Met dank overgenomen van J.C. (Jan) Vos i, gepubliceerd op dinsdag 12 november 2013, 13:34.

Foto Flickr / andjohan

Onze energievoorziening bevindt zich, 250 jaar na de uitvinding van de stoommachine, in een nieuwe revolutionaire fase. Noodgedwongen moeten we afzien van fossiele brandstoffen, bovenal van kolen, maar uiteindelijk ook van olie en gas. Nederland heeft hier nog een lange weg in te gaan en het energieakkoord is een goede eerste stap.

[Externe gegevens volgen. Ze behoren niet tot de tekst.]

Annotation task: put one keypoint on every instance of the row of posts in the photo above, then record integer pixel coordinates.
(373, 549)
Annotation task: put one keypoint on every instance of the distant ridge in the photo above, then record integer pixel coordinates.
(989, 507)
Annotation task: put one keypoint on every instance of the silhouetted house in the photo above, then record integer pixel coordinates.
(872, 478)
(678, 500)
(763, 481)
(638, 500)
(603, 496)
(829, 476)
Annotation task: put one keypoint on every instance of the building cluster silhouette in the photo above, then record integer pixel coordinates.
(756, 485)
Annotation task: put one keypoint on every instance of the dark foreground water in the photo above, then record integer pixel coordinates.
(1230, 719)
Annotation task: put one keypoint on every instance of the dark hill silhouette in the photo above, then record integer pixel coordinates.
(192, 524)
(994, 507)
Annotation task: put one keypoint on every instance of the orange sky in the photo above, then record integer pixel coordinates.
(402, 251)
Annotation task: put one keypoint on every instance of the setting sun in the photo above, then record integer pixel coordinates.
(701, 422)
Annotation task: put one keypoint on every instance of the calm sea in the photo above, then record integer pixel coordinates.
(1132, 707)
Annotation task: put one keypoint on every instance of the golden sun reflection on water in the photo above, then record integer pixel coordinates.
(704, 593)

Europa investeert om onze energievoorziening duurzaam te maken. In sommige landen, zoals Noorwegen, is men daar al ver mee op weg. Daar is 65% van alle energie en vrijwel 100% van alle elektriciteit duurzaam. Maar in Nederland lopen we achter. Van 4,5% duurzame energie groeien we naar 14% in 2020, 16% in 2023 en uiteindelijk 100% in 2050. Een lange weg te gaan dus, die veel geld en arbeid zal vragen. Maar met alle kennis die we nu hebben weten we dat het ook een noodzakelijke weg is.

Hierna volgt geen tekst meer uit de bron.